This repo aims at learning and representing causal graphs based on grouped data. Theoretical details are presented in the paper
@misc{goebler2025,
title={Nonlinear Causal Discovery for Grouped Data},
author={Konstantin G\"obler and Tobias Windisch and Mathias Drton},
year={2025},
eprint={2506.05120},
archivePrefix={arXiv},
primaryClass={stat.ML},
url={<https://arxiv.org/abs/2506.05120}>,
}
Maintainer: Martin Roth (Bosch)
The documentation can be found here.
The package can be installed with
pip install gresit
Using the Makefile the package can be installed in an editable way like this:
make sync-venv
To use the pre-commit
hooks, one has to enable them in the venv, by
pre-commit install
Then these hooks are excecuted before every commit. You can run the hooks for all files also separately
pre-commit run --all-files
or to disable the pip-compile
hook, which takes some time
SKIP=pip-compile pre-commit run --all-files
or equivalent
make pre-commit
Consider the following example. We refer to the documentation for more detailed information.
We first generate synthetic data using an Erdős–Rényi random graph model. Each group of variables is defined with a specified size and edge density.

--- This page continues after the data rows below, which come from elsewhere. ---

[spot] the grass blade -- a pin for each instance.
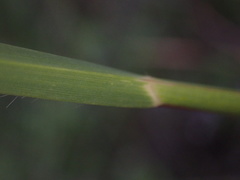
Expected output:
(30, 73)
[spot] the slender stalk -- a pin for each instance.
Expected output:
(29, 73)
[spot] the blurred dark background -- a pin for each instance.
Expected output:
(189, 40)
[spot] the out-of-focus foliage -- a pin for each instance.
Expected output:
(191, 40)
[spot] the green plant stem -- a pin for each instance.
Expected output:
(29, 73)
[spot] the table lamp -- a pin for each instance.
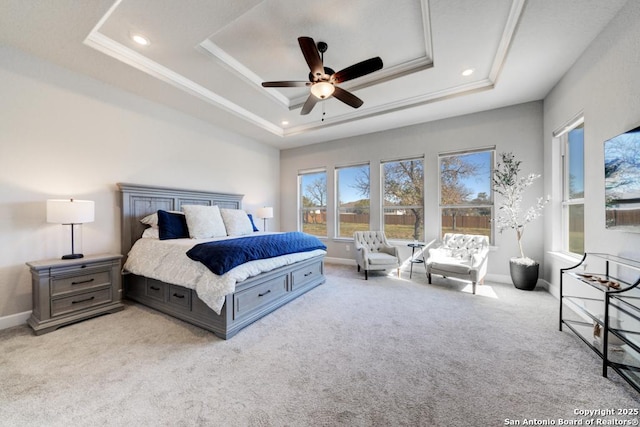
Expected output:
(264, 213)
(70, 212)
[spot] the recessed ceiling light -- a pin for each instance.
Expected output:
(140, 39)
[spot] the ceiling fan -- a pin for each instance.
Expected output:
(323, 81)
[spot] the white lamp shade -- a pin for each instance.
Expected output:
(70, 211)
(266, 212)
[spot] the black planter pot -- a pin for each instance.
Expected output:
(524, 276)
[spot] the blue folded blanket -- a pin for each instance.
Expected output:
(221, 256)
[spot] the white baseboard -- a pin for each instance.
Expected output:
(342, 261)
(14, 320)
(498, 278)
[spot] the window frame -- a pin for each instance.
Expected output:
(491, 203)
(568, 202)
(302, 209)
(338, 208)
(383, 208)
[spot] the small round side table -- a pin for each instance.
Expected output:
(413, 259)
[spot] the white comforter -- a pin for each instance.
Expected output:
(167, 261)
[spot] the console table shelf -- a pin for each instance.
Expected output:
(600, 303)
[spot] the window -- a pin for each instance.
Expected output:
(466, 198)
(352, 194)
(313, 202)
(403, 199)
(573, 188)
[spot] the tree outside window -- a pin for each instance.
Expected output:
(353, 199)
(403, 199)
(313, 203)
(466, 201)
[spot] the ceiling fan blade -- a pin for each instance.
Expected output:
(358, 70)
(309, 104)
(286, 84)
(347, 97)
(311, 55)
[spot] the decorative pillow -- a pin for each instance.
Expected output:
(172, 225)
(252, 223)
(151, 233)
(152, 220)
(204, 222)
(236, 222)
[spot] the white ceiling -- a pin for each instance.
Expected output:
(207, 58)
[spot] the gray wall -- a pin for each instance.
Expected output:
(517, 129)
(605, 84)
(66, 135)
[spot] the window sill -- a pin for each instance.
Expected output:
(565, 257)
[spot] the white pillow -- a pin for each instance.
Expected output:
(236, 222)
(151, 233)
(152, 220)
(204, 221)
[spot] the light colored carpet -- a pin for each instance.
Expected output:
(382, 352)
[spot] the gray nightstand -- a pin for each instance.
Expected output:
(67, 291)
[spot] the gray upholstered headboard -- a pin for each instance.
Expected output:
(138, 201)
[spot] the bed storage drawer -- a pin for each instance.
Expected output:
(80, 301)
(256, 297)
(180, 296)
(154, 289)
(305, 275)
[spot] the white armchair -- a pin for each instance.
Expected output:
(463, 256)
(373, 252)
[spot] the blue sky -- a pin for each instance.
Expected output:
(347, 177)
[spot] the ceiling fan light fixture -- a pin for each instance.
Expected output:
(322, 90)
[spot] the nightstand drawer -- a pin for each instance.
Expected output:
(80, 301)
(259, 296)
(62, 285)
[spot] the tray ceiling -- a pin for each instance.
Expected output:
(208, 58)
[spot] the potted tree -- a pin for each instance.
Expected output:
(508, 184)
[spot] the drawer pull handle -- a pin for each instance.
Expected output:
(82, 281)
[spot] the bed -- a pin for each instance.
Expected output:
(249, 300)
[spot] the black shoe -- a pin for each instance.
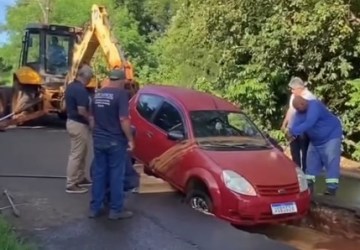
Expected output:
(84, 183)
(76, 190)
(120, 216)
(93, 215)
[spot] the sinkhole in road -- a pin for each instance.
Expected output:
(333, 223)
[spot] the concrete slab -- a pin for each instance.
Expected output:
(56, 220)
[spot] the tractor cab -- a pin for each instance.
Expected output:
(47, 49)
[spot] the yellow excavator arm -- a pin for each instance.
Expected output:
(98, 34)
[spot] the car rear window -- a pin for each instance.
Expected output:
(147, 105)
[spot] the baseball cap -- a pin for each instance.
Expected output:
(117, 74)
(297, 82)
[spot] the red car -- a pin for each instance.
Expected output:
(208, 149)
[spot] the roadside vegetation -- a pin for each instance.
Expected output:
(9, 240)
(242, 50)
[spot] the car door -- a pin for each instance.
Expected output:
(142, 113)
(168, 118)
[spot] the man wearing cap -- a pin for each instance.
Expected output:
(325, 133)
(112, 137)
(299, 146)
(77, 100)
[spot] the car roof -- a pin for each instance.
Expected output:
(191, 99)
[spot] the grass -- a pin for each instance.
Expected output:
(9, 240)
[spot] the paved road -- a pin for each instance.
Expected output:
(56, 220)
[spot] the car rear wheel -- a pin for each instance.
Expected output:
(199, 199)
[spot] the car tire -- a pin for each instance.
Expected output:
(200, 200)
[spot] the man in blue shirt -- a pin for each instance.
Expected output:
(112, 137)
(77, 108)
(325, 133)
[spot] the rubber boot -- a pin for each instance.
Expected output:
(331, 189)
(330, 192)
(311, 186)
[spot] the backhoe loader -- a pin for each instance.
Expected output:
(49, 60)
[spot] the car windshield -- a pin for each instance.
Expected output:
(226, 129)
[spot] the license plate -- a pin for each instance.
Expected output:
(284, 208)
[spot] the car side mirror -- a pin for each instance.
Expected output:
(175, 135)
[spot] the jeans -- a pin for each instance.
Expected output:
(327, 155)
(108, 168)
(298, 149)
(131, 178)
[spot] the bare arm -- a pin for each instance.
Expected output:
(286, 119)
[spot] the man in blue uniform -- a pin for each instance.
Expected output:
(325, 133)
(112, 137)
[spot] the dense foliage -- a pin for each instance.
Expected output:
(243, 50)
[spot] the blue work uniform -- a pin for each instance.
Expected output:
(110, 148)
(76, 95)
(325, 134)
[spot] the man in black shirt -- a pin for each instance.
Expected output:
(77, 100)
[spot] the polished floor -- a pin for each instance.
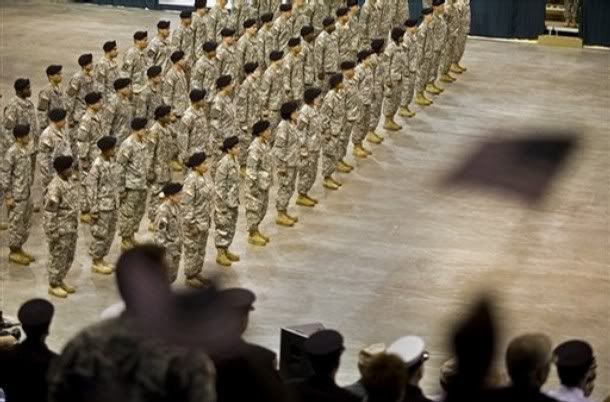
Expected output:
(391, 253)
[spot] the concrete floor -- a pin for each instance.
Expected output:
(389, 254)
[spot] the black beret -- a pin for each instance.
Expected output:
(328, 21)
(85, 59)
(335, 80)
(177, 56)
(311, 94)
(197, 94)
(196, 159)
(250, 22)
(121, 83)
(276, 55)
(54, 69)
(293, 42)
(106, 143)
(162, 111)
(138, 123)
(21, 84)
(259, 127)
(225, 32)
(209, 46)
(171, 189)
(153, 71)
(36, 313)
(92, 98)
(140, 35)
(347, 65)
(307, 30)
(250, 67)
(223, 81)
(163, 24)
(21, 130)
(62, 163)
(108, 46)
(229, 143)
(267, 17)
(323, 343)
(58, 114)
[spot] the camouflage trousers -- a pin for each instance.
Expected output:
(131, 211)
(19, 223)
(195, 243)
(61, 256)
(102, 234)
(286, 180)
(256, 208)
(225, 220)
(308, 171)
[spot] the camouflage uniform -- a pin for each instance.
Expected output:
(286, 149)
(197, 208)
(133, 161)
(309, 125)
(16, 178)
(259, 177)
(102, 194)
(227, 200)
(60, 222)
(135, 64)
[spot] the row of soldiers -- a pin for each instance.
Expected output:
(190, 105)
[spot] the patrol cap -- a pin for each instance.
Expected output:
(21, 84)
(92, 98)
(153, 71)
(196, 159)
(138, 123)
(53, 69)
(177, 56)
(85, 59)
(411, 349)
(62, 163)
(108, 46)
(196, 95)
(223, 81)
(229, 143)
(259, 127)
(121, 83)
(326, 342)
(21, 130)
(105, 143)
(162, 111)
(36, 313)
(57, 114)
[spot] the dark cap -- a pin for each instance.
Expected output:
(259, 127)
(62, 163)
(106, 143)
(54, 69)
(323, 343)
(196, 159)
(36, 313)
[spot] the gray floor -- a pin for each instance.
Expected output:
(390, 254)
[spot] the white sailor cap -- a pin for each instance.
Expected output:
(411, 349)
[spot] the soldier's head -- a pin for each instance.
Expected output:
(58, 117)
(198, 163)
(140, 39)
(85, 61)
(22, 134)
(262, 129)
(54, 74)
(163, 29)
(22, 88)
(107, 146)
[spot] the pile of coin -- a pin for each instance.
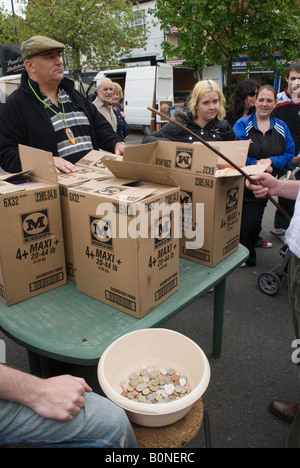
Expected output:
(155, 385)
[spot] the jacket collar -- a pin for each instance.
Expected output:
(254, 120)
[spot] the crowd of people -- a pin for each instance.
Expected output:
(46, 112)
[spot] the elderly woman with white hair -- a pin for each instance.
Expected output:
(204, 117)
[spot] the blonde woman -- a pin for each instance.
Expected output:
(122, 126)
(205, 117)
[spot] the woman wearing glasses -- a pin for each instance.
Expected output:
(242, 101)
(270, 143)
(204, 117)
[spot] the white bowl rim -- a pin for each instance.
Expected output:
(159, 409)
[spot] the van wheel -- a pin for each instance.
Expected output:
(146, 130)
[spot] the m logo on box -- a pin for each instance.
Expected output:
(35, 225)
(101, 232)
(184, 159)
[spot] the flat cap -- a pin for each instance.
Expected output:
(39, 45)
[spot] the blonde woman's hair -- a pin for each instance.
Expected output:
(201, 88)
(117, 89)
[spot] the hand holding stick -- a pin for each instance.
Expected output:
(231, 163)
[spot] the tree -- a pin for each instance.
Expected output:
(96, 33)
(215, 33)
(8, 27)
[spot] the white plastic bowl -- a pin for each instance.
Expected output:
(153, 347)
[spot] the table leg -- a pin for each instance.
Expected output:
(34, 363)
(219, 303)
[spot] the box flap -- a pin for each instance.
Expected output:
(141, 153)
(93, 160)
(114, 189)
(138, 171)
(39, 162)
(236, 151)
(7, 177)
(82, 175)
(6, 187)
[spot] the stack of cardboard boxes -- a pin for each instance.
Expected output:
(119, 224)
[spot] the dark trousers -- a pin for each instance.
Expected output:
(294, 298)
(280, 220)
(253, 211)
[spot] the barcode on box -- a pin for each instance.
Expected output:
(166, 289)
(120, 300)
(45, 282)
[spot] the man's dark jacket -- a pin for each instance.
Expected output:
(23, 120)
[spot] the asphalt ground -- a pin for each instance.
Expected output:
(256, 362)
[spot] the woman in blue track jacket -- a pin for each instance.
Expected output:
(270, 143)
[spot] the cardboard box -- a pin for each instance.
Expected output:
(32, 258)
(88, 168)
(211, 235)
(126, 252)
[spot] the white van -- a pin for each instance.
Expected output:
(151, 86)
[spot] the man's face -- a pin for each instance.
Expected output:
(293, 82)
(46, 68)
(105, 92)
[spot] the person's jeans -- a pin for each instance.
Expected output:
(99, 424)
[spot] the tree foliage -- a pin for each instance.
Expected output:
(96, 33)
(214, 33)
(8, 27)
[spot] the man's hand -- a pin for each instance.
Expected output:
(119, 149)
(266, 161)
(61, 165)
(59, 397)
(266, 183)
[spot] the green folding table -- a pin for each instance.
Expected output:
(68, 326)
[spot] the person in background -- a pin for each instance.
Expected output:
(122, 126)
(47, 113)
(58, 412)
(288, 110)
(242, 101)
(103, 101)
(287, 410)
(272, 144)
(205, 117)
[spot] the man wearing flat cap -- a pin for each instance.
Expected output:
(46, 112)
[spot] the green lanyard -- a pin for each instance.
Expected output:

from gresit.synthetic_data import GenERData
data_gen = GenERData(
number_of_nodes=10,
group_size=2,
edge_density=0.2,
)
data_dict, _ = data_gen.generate_data(num_samples=1000)
The output data_dict
is a dictionary where each key corresponds to a group, and the values are the observed samples.
We now fit a gRESIT
model using Multioutcome_MLP
as the regressor and HSIC
as independence test.
from gresit.group_resit import GroupResit
from gresit.independence_tests import HSIC
from gresit.torch_models import Multioutcome_MLP
model = GroupResit(
regressor=Multioutcome_MLP(),
test=HSIC,
pruning_method="murgs",
)
learned_dag = model.learn_graph(data_dict=data_dict)
# Show the learned graph:
learned_dag.show()
# or show interactive mode:
model.show_interactive()
The learned adjacency matrix representing the estimated group-level graph and a causal ordering can be accessed via:
model.adjacency_matrix
model.causal_ordering
In general we use pytest and the test suite can be executed locally via
python -m pytest
We use mkdocs for building the documentation, this is the corresponding workflow.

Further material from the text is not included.